FBR Struggles to Meet First-Quarter Revenue Goals

The Federal Board of Revenue (FBR) has fallen short of its collection target for the first quarter of the current fiscal year. From July to September 2025, the authority managed to gather Rs2.885 trillion, against a target of Rs3.083 trillion—a shortfall of about Rs198 billion.

 

How Each Tax Performed

Income Tax:
The government brought in Rs1.363 trillion from income tax, but this was still Rs96 billion below target. On the brighter side, compared to the same period last year, income tax collection showed an 11% rise (Rs138 billion).

Sales Tax:
Sales tax receipts came in at Rs1.02 trillion. While this was Rs122 billion less than expected, the figure marked a 13% increase (Rs114 billion) over last year.

Federal Excise Duty:
Excise duty fared slightly better, totaling Rs190 billion—just over the quarterly target by Rs2 billion.

Customs Duty:
Customs revenue reached Rs312 billion, which was Rs17 billion higher than the target and reflected a solid 13% jump compared to last year. This is despite cuts in import-related duties announced in the federal budget.
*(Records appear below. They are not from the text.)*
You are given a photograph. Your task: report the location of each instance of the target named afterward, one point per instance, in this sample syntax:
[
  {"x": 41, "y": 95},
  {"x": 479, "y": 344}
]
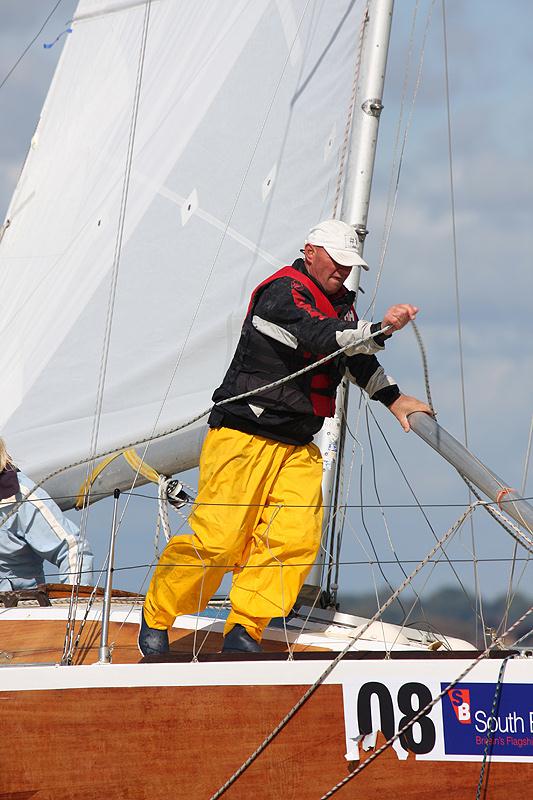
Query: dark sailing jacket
[{"x": 291, "y": 323}]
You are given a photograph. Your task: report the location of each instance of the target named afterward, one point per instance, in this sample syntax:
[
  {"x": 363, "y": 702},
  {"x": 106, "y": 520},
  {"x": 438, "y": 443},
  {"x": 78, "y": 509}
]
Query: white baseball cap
[{"x": 339, "y": 240}]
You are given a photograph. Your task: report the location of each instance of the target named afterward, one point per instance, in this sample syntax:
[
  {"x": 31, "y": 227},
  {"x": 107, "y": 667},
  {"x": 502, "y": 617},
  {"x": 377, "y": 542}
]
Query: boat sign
[{"x": 470, "y": 720}]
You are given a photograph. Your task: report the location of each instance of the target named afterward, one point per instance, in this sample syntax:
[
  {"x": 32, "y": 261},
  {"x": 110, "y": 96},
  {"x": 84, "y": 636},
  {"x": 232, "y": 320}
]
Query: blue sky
[{"x": 490, "y": 56}]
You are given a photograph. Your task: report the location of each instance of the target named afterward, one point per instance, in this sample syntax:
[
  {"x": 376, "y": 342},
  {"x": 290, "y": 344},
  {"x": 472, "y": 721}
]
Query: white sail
[{"x": 225, "y": 180}]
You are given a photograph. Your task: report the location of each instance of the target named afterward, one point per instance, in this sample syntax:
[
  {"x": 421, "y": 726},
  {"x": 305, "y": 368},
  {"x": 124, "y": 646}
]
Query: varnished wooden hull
[
  {"x": 184, "y": 742},
  {"x": 179, "y": 728}
]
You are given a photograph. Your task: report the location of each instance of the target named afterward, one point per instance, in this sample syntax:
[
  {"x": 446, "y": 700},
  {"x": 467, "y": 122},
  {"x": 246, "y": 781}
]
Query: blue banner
[{"x": 470, "y": 722}]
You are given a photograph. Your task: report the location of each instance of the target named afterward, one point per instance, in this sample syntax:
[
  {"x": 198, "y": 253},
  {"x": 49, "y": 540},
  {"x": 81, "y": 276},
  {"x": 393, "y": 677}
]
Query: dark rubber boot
[
  {"x": 238, "y": 640},
  {"x": 152, "y": 641}
]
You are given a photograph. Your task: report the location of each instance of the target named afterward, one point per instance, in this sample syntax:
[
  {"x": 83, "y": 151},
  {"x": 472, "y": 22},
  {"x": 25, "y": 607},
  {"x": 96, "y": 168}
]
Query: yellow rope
[{"x": 133, "y": 460}]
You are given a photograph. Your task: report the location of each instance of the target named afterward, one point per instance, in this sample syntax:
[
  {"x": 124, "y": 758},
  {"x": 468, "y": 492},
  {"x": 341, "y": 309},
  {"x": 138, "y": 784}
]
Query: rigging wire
[
  {"x": 329, "y": 669},
  {"x": 388, "y": 227},
  {"x": 349, "y": 117},
  {"x": 510, "y": 593},
  {"x": 19, "y": 59},
  {"x": 423, "y": 711},
  {"x": 411, "y": 490},
  {"x": 376, "y": 492},
  {"x": 477, "y": 587},
  {"x": 247, "y": 169},
  {"x": 112, "y": 294}
]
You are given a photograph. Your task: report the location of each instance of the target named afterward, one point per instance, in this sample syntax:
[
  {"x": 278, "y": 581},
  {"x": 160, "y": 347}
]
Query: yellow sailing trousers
[{"x": 259, "y": 513}]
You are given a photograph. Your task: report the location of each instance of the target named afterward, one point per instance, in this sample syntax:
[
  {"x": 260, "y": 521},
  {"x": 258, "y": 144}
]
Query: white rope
[
  {"x": 196, "y": 418},
  {"x": 329, "y": 669}
]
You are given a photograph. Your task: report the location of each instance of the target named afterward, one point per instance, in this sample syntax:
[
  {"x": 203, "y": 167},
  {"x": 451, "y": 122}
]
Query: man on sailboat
[
  {"x": 258, "y": 511},
  {"x": 37, "y": 532}
]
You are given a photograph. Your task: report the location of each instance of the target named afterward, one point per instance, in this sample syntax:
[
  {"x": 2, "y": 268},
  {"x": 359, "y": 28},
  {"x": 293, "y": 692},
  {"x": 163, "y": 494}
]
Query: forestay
[{"x": 240, "y": 124}]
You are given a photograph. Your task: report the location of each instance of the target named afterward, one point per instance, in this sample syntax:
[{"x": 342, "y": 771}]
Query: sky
[{"x": 490, "y": 60}]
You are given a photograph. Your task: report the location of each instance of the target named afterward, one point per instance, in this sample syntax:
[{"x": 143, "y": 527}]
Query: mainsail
[{"x": 182, "y": 152}]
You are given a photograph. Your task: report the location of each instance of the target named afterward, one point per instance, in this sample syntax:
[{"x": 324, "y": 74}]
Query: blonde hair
[{"x": 5, "y": 458}]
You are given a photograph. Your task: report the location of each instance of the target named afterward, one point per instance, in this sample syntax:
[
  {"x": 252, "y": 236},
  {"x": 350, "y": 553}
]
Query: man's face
[{"x": 324, "y": 270}]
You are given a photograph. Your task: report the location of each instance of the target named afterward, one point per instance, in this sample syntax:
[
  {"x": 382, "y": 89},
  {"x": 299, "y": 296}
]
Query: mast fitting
[{"x": 373, "y": 107}]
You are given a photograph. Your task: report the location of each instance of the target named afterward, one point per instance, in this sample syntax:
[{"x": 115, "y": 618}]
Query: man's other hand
[
  {"x": 405, "y": 405},
  {"x": 398, "y": 316}
]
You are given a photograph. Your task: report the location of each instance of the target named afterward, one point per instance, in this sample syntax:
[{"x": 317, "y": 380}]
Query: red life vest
[{"x": 322, "y": 388}]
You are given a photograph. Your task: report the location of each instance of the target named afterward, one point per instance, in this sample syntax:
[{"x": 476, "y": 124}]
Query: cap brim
[{"x": 346, "y": 258}]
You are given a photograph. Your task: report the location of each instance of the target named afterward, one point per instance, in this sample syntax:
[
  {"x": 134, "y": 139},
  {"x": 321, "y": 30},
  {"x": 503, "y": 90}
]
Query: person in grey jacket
[{"x": 38, "y": 531}]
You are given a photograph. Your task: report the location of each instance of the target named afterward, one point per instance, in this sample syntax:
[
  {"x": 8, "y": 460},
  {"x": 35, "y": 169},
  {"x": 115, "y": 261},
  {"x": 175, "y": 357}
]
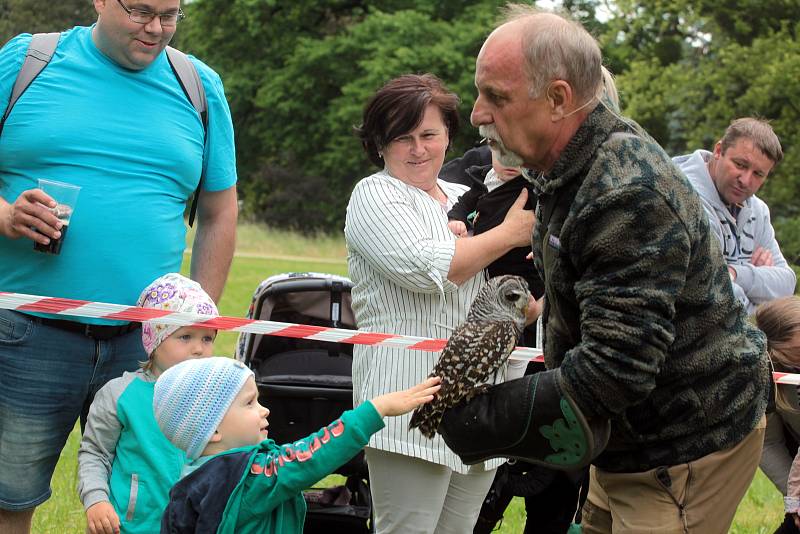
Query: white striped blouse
[{"x": 399, "y": 254}]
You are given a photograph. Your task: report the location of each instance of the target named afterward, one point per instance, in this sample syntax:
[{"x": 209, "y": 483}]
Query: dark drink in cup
[{"x": 63, "y": 212}]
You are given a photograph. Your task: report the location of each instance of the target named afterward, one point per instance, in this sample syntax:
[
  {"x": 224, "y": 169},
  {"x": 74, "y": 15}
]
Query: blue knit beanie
[{"x": 191, "y": 398}]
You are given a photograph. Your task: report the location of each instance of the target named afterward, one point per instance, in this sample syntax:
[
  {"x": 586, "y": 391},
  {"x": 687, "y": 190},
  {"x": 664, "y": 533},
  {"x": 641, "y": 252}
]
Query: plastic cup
[{"x": 66, "y": 196}]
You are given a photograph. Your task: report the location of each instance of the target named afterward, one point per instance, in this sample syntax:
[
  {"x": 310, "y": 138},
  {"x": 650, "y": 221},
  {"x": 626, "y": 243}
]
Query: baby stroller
[{"x": 308, "y": 383}]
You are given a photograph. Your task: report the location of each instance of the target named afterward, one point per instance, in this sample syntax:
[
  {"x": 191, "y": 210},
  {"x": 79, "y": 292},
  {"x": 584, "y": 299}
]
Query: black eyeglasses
[{"x": 144, "y": 17}]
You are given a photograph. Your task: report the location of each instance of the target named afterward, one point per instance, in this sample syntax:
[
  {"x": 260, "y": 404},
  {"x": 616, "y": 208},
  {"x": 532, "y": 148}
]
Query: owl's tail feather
[{"x": 427, "y": 419}]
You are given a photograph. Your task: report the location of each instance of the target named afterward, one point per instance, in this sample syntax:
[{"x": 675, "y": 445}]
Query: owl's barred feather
[{"x": 477, "y": 348}]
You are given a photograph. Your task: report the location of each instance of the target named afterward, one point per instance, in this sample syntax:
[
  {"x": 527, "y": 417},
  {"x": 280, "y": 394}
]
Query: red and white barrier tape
[{"x": 119, "y": 312}]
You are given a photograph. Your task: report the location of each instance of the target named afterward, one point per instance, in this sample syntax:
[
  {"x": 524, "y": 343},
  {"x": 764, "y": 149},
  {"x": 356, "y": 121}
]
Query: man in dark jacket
[{"x": 642, "y": 326}]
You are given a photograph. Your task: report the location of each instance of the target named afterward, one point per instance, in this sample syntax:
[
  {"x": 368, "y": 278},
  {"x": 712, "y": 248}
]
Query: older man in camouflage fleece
[{"x": 642, "y": 326}]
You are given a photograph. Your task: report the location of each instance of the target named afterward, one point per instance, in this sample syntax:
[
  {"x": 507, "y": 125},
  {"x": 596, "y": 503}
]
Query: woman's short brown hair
[{"x": 399, "y": 106}]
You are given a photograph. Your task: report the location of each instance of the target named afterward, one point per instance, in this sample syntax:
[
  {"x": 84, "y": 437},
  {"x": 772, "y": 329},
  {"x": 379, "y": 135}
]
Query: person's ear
[
  {"x": 559, "y": 96},
  {"x": 718, "y": 150}
]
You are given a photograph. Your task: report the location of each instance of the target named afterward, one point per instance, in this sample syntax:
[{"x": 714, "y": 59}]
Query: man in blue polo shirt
[{"x": 109, "y": 115}]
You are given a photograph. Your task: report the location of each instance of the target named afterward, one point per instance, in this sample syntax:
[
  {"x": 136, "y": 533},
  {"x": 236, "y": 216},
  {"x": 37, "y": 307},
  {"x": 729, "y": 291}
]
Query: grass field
[{"x": 259, "y": 255}]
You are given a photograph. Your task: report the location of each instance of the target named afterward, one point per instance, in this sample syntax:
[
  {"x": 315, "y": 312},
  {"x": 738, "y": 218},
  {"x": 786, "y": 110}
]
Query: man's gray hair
[
  {"x": 759, "y": 132},
  {"x": 556, "y": 48}
]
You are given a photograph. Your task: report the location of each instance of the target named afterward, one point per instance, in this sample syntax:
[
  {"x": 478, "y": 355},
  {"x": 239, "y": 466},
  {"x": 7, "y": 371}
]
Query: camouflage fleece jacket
[{"x": 640, "y": 313}]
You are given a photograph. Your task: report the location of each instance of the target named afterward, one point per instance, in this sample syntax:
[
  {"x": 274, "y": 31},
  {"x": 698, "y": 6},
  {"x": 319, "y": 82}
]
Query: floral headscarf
[{"x": 172, "y": 292}]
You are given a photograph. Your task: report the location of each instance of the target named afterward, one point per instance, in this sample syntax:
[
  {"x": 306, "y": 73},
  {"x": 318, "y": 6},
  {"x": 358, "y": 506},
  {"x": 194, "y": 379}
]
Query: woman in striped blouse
[{"x": 413, "y": 277}]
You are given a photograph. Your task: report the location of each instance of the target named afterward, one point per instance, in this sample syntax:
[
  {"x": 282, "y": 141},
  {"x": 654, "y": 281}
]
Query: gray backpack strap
[
  {"x": 40, "y": 52},
  {"x": 191, "y": 84}
]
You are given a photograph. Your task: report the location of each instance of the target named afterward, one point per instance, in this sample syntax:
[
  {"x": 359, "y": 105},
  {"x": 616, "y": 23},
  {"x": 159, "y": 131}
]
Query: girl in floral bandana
[{"x": 126, "y": 465}]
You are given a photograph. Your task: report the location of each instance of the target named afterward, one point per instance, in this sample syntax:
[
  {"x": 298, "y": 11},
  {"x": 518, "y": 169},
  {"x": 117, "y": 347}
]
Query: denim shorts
[{"x": 47, "y": 378}]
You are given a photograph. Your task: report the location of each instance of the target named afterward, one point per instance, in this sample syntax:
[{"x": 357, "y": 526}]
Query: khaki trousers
[{"x": 698, "y": 497}]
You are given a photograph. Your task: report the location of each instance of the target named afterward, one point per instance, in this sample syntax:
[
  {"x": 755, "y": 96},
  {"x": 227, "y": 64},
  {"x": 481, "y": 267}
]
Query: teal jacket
[
  {"x": 124, "y": 458},
  {"x": 258, "y": 489}
]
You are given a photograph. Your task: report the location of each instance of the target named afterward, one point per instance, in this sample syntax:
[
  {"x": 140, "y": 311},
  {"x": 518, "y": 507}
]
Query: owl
[{"x": 477, "y": 348}]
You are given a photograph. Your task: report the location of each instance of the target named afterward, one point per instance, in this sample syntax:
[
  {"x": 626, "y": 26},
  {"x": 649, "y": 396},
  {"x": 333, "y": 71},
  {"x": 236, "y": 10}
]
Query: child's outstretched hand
[
  {"x": 401, "y": 402},
  {"x": 102, "y": 519}
]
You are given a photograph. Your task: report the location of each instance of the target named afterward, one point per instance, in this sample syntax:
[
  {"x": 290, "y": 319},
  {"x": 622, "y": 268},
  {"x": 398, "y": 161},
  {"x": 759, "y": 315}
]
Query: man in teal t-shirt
[{"x": 109, "y": 115}]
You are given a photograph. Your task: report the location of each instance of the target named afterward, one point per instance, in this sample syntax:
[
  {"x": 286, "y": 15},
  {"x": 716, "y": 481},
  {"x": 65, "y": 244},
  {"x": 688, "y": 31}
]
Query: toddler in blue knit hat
[
  {"x": 238, "y": 480},
  {"x": 126, "y": 466}
]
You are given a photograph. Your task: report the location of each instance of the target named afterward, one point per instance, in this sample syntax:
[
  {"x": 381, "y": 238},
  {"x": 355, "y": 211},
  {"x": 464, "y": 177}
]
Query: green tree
[{"x": 298, "y": 74}]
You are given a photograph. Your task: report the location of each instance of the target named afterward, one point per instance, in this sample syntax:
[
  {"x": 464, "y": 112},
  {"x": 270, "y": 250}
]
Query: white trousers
[{"x": 412, "y": 496}]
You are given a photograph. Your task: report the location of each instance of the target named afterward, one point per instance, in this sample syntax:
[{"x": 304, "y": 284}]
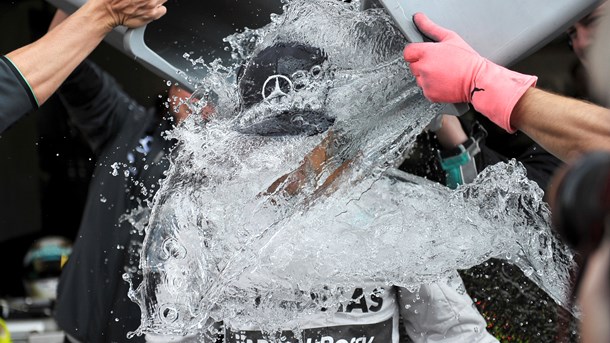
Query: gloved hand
[{"x": 450, "y": 71}]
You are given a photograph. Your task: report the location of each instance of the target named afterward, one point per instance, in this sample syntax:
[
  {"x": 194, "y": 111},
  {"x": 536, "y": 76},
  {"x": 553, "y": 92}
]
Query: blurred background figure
[{"x": 580, "y": 201}]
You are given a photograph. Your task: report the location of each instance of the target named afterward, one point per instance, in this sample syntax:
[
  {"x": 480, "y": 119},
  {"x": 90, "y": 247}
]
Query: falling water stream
[{"x": 227, "y": 227}]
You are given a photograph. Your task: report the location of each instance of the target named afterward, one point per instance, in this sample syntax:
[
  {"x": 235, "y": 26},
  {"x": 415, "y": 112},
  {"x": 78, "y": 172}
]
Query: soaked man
[{"x": 439, "y": 312}]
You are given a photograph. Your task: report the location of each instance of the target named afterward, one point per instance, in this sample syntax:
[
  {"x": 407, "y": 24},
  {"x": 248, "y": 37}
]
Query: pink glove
[{"x": 450, "y": 71}]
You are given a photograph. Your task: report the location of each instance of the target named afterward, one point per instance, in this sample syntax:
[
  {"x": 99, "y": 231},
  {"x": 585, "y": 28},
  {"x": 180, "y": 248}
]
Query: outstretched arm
[
  {"x": 450, "y": 71},
  {"x": 564, "y": 126},
  {"x": 46, "y": 63}
]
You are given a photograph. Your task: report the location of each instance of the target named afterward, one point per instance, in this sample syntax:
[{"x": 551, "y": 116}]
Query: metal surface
[
  {"x": 192, "y": 27},
  {"x": 500, "y": 30}
]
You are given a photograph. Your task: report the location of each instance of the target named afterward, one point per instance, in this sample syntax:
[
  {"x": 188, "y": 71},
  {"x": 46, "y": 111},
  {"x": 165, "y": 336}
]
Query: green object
[
  {"x": 5, "y": 336},
  {"x": 453, "y": 167}
]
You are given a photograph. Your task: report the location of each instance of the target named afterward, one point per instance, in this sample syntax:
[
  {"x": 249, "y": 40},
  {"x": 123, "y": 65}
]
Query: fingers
[
  {"x": 413, "y": 52},
  {"x": 430, "y": 29},
  {"x": 158, "y": 12}
]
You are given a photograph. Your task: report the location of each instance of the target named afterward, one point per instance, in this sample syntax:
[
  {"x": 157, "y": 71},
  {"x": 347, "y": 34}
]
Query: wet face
[
  {"x": 582, "y": 33},
  {"x": 177, "y": 98}
]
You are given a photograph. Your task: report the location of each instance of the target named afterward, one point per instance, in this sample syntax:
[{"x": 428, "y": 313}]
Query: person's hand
[
  {"x": 450, "y": 71},
  {"x": 129, "y": 13},
  {"x": 59, "y": 17}
]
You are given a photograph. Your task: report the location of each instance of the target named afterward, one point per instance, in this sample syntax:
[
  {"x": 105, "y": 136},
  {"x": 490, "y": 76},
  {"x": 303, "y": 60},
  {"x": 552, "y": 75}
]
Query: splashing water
[{"x": 232, "y": 237}]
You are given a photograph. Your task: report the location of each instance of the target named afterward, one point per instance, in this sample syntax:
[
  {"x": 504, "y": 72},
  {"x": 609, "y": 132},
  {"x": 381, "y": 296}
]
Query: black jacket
[
  {"x": 16, "y": 97},
  {"x": 92, "y": 296}
]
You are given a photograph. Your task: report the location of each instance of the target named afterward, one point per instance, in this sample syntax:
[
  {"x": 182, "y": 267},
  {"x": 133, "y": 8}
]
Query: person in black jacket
[
  {"x": 93, "y": 305},
  {"x": 30, "y": 74}
]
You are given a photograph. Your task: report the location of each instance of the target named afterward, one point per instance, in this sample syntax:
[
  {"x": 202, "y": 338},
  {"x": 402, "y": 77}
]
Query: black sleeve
[
  {"x": 16, "y": 96},
  {"x": 96, "y": 104}
]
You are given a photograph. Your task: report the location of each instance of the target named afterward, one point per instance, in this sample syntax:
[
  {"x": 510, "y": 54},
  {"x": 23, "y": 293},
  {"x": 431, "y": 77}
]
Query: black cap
[{"x": 272, "y": 72}]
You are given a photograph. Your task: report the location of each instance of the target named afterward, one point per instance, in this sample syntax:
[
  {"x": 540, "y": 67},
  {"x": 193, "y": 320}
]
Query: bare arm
[
  {"x": 46, "y": 63},
  {"x": 563, "y": 126}
]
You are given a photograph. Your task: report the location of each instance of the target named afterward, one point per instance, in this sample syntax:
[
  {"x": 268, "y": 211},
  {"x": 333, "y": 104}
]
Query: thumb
[{"x": 430, "y": 29}]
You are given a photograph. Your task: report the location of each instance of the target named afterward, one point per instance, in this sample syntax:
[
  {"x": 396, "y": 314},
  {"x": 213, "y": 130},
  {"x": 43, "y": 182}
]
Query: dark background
[{"x": 45, "y": 166}]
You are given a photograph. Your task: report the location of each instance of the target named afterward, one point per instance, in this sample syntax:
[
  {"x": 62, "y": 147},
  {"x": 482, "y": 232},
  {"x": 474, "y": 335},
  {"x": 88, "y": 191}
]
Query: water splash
[{"x": 247, "y": 227}]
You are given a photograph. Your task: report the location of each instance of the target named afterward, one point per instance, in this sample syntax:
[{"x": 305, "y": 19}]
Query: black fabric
[
  {"x": 92, "y": 296},
  {"x": 16, "y": 98},
  {"x": 279, "y": 59}
]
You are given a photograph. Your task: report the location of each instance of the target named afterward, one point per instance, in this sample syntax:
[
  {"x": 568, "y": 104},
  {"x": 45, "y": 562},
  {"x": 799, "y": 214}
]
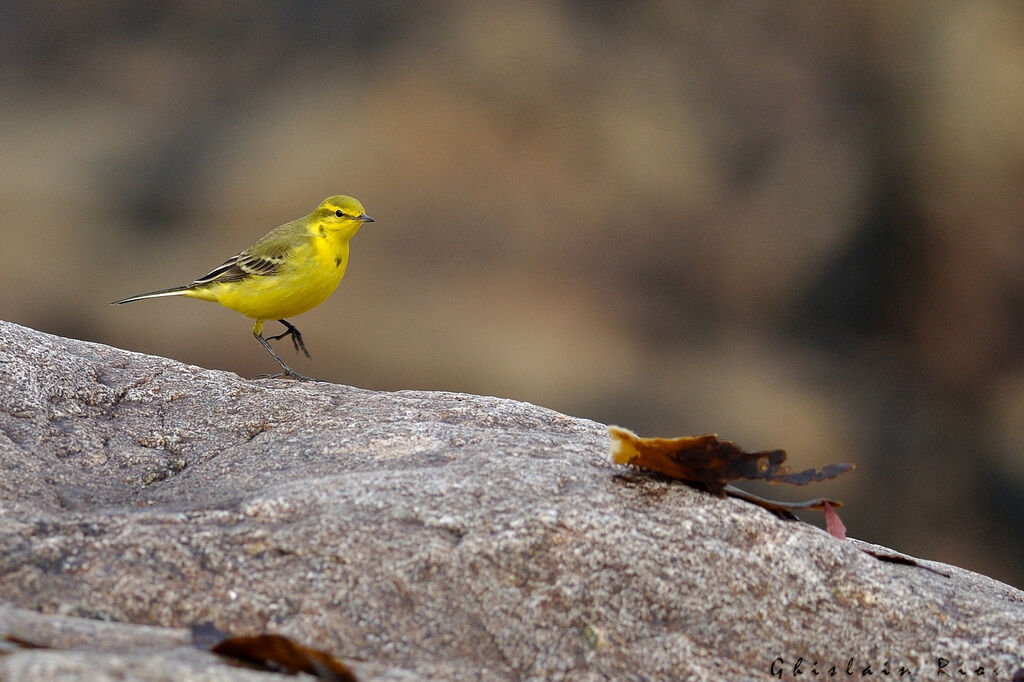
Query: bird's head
[{"x": 340, "y": 211}]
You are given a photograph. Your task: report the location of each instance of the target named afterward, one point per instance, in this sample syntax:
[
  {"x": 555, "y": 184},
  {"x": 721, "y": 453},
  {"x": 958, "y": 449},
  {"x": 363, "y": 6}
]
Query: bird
[{"x": 289, "y": 270}]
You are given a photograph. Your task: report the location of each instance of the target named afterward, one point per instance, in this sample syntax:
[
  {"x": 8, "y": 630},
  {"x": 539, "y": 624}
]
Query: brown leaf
[
  {"x": 276, "y": 653},
  {"x": 710, "y": 462}
]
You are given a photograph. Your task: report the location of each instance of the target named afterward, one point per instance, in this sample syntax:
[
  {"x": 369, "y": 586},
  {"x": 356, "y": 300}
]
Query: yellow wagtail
[{"x": 289, "y": 270}]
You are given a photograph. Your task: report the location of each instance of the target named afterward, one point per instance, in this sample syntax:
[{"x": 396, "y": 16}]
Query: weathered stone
[{"x": 433, "y": 536}]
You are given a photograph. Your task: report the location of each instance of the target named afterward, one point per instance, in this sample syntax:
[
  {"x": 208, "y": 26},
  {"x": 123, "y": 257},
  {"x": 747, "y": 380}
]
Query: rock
[{"x": 415, "y": 536}]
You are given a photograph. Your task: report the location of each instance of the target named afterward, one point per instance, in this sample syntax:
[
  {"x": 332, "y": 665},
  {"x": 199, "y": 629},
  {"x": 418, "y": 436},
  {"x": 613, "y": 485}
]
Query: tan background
[{"x": 797, "y": 225}]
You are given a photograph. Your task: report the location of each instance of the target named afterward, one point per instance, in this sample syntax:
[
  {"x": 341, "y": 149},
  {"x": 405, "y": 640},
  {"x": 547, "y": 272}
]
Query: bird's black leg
[
  {"x": 288, "y": 372},
  {"x": 293, "y": 332}
]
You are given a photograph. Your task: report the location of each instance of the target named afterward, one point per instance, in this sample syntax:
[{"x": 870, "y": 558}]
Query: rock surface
[{"x": 415, "y": 536}]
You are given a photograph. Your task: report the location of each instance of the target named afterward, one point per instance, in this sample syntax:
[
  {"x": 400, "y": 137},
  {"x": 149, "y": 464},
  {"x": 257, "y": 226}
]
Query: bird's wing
[{"x": 261, "y": 259}]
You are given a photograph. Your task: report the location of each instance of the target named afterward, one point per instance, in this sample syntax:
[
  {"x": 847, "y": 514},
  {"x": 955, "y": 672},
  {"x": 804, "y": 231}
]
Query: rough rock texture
[{"x": 430, "y": 536}]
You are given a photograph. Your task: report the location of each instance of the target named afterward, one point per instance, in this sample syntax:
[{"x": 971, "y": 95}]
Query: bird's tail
[{"x": 173, "y": 291}]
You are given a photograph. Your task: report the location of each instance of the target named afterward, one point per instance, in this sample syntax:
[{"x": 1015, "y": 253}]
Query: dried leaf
[
  {"x": 710, "y": 462},
  {"x": 276, "y": 653}
]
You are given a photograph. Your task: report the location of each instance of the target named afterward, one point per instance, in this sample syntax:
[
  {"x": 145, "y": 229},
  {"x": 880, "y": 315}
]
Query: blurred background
[{"x": 798, "y": 225}]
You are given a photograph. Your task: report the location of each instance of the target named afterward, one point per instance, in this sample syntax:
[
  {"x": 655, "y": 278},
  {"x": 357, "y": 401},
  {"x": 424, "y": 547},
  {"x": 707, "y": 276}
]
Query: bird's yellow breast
[{"x": 307, "y": 276}]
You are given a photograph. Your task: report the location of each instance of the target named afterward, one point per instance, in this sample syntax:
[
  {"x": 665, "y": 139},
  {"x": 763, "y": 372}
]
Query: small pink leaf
[{"x": 833, "y": 523}]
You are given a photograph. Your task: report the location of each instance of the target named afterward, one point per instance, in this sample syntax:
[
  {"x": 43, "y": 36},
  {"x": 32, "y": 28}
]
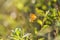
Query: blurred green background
[{"x": 29, "y": 19}]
Concerns remain that reducing regulatory duties could eventually affect revenues, but so far the Customs Department has outperformed Inland Revenue.

The Bigger Picture

For September alone, the FBR had set a target of Rs1.383 trillion, but actual collections stood at Rs1.229 trillion. Growth during the quarter hovered at just 11%, even though refunds were kept relatively tight. Compared to Rs147 billion paid out in refunds last year, the FBR processed Rs157 billion this time around.

In short, while collections are showing year-on-year improvement, the FBR continues to miss its ambitious quarterly targets, highlighting the challenge of balancing higher revenue goals with economic realities.